Eu massageei seu pescoço e ela me disse que estava melhor e agradeceu, depois saiu para se encontrar com Ren.
Fiquei ali sentado, frustrado, triste. Mas então me lembrei que na manhã seguinte iríamos para o iate e minhas esperanças se renovaram. Lembrei-me no meu sonho em Shangri-la. Ren terminaria com Kelsey e eu estaria lá, para consolá-la. Eu só esperava que ele não a magoasse muito.
Mais tarde, fui até à biblioteca e chamei os dois para vermos um filme. Kelsey fez pipoca e Ren ficou perto dela o tempo todo, na forma de tigre. Quando ela dormiu, Ren se transformou e a carregou para o quarto. Me transformei em tigre e fui para o meu lugar na varanda, antes que ele o tomasse. Mas ele ficou no quarto, deitado no tapete, ao lado da cama de Kelsey.
Na manhã seguinte, esperávamos por Kelsey no carro. Kadam assumiu o volante e Ren pulou para o banco de trás, dizendo que viajaria ao lado de "sua namorada”. Quando ela chegou, me olhou surpresa, mas se sentou alegremente ao lado de seu namorado. Ren se transformou em tigre e viajou sob essa forma, transformando-se apenas quando entramos no barco.
Kadam saiu para mostrar o iate à Kelsey, enquanto Ren e eu fomos guardar as bagagens. Escolhemos o quarto para Kelsey e Ren declarou que ocuparia o quarto ao lado. Eu disse a ele que eu deveria ficar com o quarto, pois seria bom que Kelsey sempre tivesse um tigre por perto, mas Ren poderia se sentir mal por estar tão perto dela. Ren disse que ficaria bem e que ficaria com aquele quarto.
Fiquei com o quarto ao lado do de Kadam, onde guardei minhas coisas. Kadam apareceu na porta, acompanhado por Kelsey e me pediu para mostrar o resto do barco a ela.
—Você pode mostrar o restante deste convés à Srta. Kelsey, Kishan? Eu gostaria de providenciar a nossa partida.
—Claro. Então, o que achou do nosso lar flutuante?
—O iate é incrível! Você já tinha estado aqui?
—Uma vez.

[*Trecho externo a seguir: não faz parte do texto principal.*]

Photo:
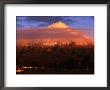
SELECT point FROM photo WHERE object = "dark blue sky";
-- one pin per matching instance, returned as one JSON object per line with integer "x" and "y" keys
{"x": 44, "y": 21}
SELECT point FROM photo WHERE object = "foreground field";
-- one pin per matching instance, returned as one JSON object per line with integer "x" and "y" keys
{"x": 36, "y": 58}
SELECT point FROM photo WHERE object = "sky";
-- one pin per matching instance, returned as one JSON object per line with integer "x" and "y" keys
{"x": 44, "y": 21}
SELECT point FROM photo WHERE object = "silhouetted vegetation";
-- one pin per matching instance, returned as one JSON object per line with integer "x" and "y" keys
{"x": 67, "y": 57}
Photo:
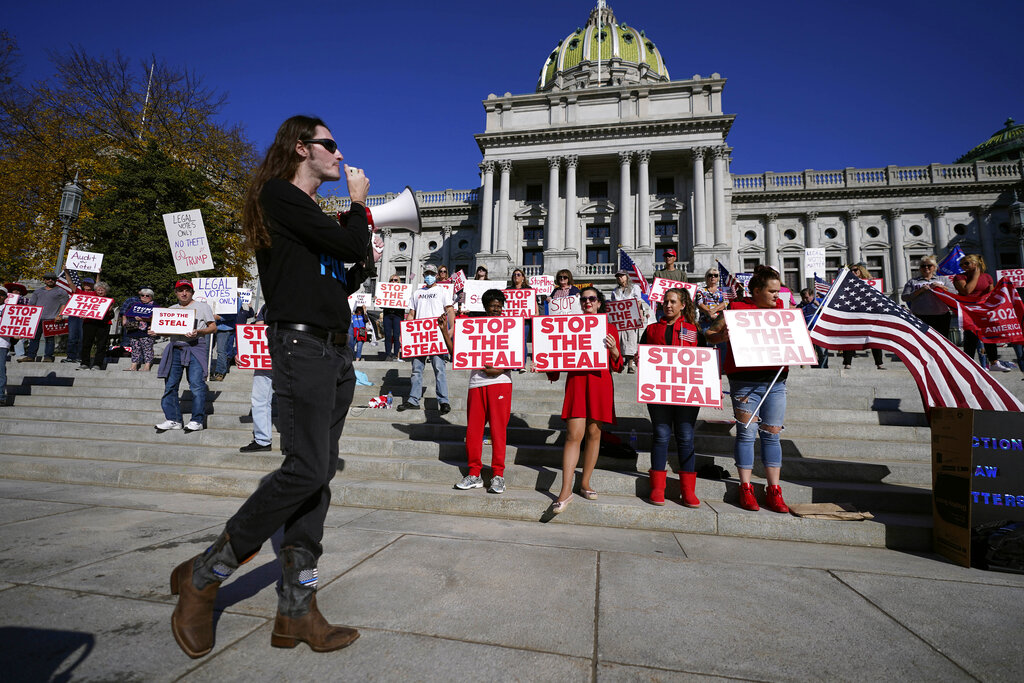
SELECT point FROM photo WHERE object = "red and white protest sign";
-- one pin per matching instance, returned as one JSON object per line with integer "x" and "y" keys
{"x": 19, "y": 322}
{"x": 253, "y": 352}
{"x": 569, "y": 342}
{"x": 678, "y": 376}
{"x": 663, "y": 285}
{"x": 173, "y": 321}
{"x": 489, "y": 342}
{"x": 393, "y": 295}
{"x": 54, "y": 329}
{"x": 87, "y": 305}
{"x": 625, "y": 314}
{"x": 543, "y": 285}
{"x": 564, "y": 305}
{"x": 762, "y": 337}
{"x": 422, "y": 337}
{"x": 519, "y": 303}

Kadam, Ren e eu viemos ver o navio umas duas semanas depois de você ir embora. Não zarpamos, mas passamos a noite aqui —Apontei o caminho e prossegui: —Eu vou ficar aqui, e este é o quarto de Kadam. Nilima está ali. Depois vem Ren. O seu quarto é por aqui.
Abri a porta para que ela visse o aposento que escolhemos para ela. Kelsey engoliu em seco:
—É muito maior do que os de vocês.
—Nós lhe demos a suíte master — a envolvi com os braços por trás e disse baixinho:—A nossa garota merece o melhor.
Ela apertou a minha mão e respondeu:
—Eu já tenho o melhor. Tenho todos vocês.
Nós entramos no quarto e Kelsey começou a explorá-lo:
—Tem internet aqui?
—Tem. Internet, e-mail, fax, tudo o que quiser.
—É difícil conseguir essas coisas?
—Não quando se é dono de um satélite.
—Vocês têm um satélite? Do tipo espacial?
—Temos. Está com fome?
—Parece que sim.
— Quer assaltar a cozinha?
Ela deu risadas:
—Não vai atrapalhar a tripulação?
—Que nada. Tenho certeza de que podemos pegar alguma coisa. Vamos.